European PMI confidence came in better than expected last Friday. Manufacturing continues to run hot (63.3 from 62.5) and the services sector entered growth territory (50.3) for the first time since August last year. Pricing pressures continue to build across the economy. European equities and core bonds yields nevertheless held a downward bias which only reversed after US markets started joining. US PMIs (60.6 in manufacturing, 63.1 in services) and new home sales (highest since 2006) came in sky high. Wall Street (up to 1.44% for the Nasdaq) pulled European stocks (flat) from the depths. US yields tested April lows/support before bouncing higher, strengthening the case for a gradual bottoming out. The curve bear steepened with the belly underperforming. Yields rose 2.1 bps (3-yr) over 2.6 bps (7-yr) to 1.6 bps (30-yr). German yields finished flat. EUR/USD profited considerably more from strong European business confidence. The pair jumped from the low 1.20 area to around 1.206 with a second leg in US dealings sending it just south of 1.21. EUR/JPY returned to heavy resistance near 130.50, USD/JPY held below 108. DXY finished an ugly slide from 91.3 to 90.82 support (61.8% retracement of 2021 strengthening). EUR/GBP broke and finished for the first time since mid-February north of 0.87 even though UK PMIs were everything and more markets hoped for.

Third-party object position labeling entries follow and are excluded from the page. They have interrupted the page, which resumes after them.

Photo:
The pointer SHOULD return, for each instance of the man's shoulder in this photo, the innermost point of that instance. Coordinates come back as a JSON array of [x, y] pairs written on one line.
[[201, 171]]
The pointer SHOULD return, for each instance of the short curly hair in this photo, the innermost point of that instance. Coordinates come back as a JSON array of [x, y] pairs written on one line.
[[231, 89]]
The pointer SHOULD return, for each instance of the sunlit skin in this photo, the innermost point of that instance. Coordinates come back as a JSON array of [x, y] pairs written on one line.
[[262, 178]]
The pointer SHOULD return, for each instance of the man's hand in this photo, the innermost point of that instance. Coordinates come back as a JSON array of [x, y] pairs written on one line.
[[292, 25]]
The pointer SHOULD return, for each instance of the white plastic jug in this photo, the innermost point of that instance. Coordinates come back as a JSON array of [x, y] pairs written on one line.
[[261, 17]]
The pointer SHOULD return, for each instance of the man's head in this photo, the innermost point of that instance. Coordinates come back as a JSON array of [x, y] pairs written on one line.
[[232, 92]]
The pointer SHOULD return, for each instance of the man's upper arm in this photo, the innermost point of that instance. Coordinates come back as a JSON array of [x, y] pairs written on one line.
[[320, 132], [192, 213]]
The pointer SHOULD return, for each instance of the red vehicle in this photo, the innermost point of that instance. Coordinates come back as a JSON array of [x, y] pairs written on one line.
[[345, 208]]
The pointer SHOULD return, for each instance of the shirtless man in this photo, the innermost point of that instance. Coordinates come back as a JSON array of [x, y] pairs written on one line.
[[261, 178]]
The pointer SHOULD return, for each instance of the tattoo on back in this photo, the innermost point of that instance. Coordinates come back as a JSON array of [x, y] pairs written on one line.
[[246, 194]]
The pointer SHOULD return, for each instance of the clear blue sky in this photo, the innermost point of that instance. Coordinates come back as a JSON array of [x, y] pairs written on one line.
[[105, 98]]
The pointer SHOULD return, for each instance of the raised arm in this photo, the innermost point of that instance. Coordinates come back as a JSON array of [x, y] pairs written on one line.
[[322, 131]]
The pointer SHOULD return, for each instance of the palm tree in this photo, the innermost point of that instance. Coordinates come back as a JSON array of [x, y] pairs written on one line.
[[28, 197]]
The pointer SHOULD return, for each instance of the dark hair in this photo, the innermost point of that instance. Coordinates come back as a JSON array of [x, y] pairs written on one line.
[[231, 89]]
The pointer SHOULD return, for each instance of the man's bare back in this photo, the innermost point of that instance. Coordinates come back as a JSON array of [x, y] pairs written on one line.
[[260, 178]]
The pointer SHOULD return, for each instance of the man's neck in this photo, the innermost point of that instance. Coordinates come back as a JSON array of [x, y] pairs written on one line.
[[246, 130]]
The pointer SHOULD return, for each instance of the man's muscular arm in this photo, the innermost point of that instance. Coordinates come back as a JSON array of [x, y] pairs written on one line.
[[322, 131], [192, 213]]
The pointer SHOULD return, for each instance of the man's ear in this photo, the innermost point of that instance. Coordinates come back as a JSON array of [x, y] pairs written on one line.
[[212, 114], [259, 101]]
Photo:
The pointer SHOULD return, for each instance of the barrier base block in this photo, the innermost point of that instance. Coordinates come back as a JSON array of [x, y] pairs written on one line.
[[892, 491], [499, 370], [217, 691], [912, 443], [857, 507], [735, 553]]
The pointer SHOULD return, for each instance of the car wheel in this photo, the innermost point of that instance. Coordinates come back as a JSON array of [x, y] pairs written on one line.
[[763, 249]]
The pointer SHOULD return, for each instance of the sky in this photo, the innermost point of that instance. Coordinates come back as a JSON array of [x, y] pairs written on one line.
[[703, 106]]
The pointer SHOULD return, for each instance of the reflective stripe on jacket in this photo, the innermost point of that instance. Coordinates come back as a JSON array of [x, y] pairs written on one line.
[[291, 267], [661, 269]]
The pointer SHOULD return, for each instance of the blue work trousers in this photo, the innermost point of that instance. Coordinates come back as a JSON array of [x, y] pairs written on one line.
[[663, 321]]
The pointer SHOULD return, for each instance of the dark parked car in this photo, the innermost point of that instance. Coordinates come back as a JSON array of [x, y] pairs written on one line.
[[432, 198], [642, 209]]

Most Asian stock markets inch higher in news-limited trading. India outperforms (+1.4%). Copper and iron surge, boosting the Australian dollar to AUD/USD 0.777. The three majors, USD, EUR and JPY are all under minor selling pressure with the first leading losses. EUR/USD extends Friday’s jump and takes out the next 1.21 big figure to trade at the strongest level since early March. USD/JPY’s (107.74) gap north of 108 quickly fades. DXY (90.73) dips below 61.8% support. Core bonds lose some terrain.
Probably strong US durable goods orders and the German Ifo business climate are due later today. Actual investor attention, however, is probably centered around the Fed policy meeting (Wednesday), and Q1 growth and inflation for the US on Thursday and for Europe on Friday. So we’re bound to see sentiment and technically driven trading today. US Treasuries have outperformed the Bunds recently but are ever more showing signs of a topping out, i.e. yields bottoming. The 10y yield (1.57%) is a few bps away from first resistance near 1.6%. A break probably needs the go-ahead from the Fed and US data. Until then, we assume the downside to be well protected. EUR/USD’s technical picture improves greatly with this morning’s break north of 1.21. The pair surpassed 61.8% resistance of the 2021 correction, calling off its downward bias. The next reference situates around 1.218. We continue to keep a close eye at EUR/JPY. Sterling failed to profit one bit of mostly stellar economic data last week, suggesting the British currency frontrunned the economic awakening enough for now. EUR/GBP remains north of 0.87.
Argentina is considering an increase in taxes on grains exports, according to an interview of Domestic Commerce Secretary Paula Espanol. The tax hike on exports is aimed at providing ample domestic supply to keep local prices low. However, crop sales by local growers are said to have been held back as they use of corn and soy stockpiles as a reserve against political risk and a sharp devaluation of the currency. Argentina is the world’s number 3 corn supplier. This morning, Chicago Corn futures rose further to the highest level since 2013 on global supply concerns. Aside from potential export taxes in Argentina, dryness in Brazil and adverse weather conditions in the US are mentioned as potentially hampering supply. On the demand side, strong demand from China supports prices.
Italian PM Mario Draghi yesterday evening told his cabinet that the country has reached a deal with the European Commission on its recovery plan. The government will propose a plan to Parliament of € 222 bln to reengineer the economy, with composed of €191.5 bln in EU grants and loans and €30 bln of domestic funding. If approved by Parliament, the plan can be submitted to the EU commission before the April 30 deadline.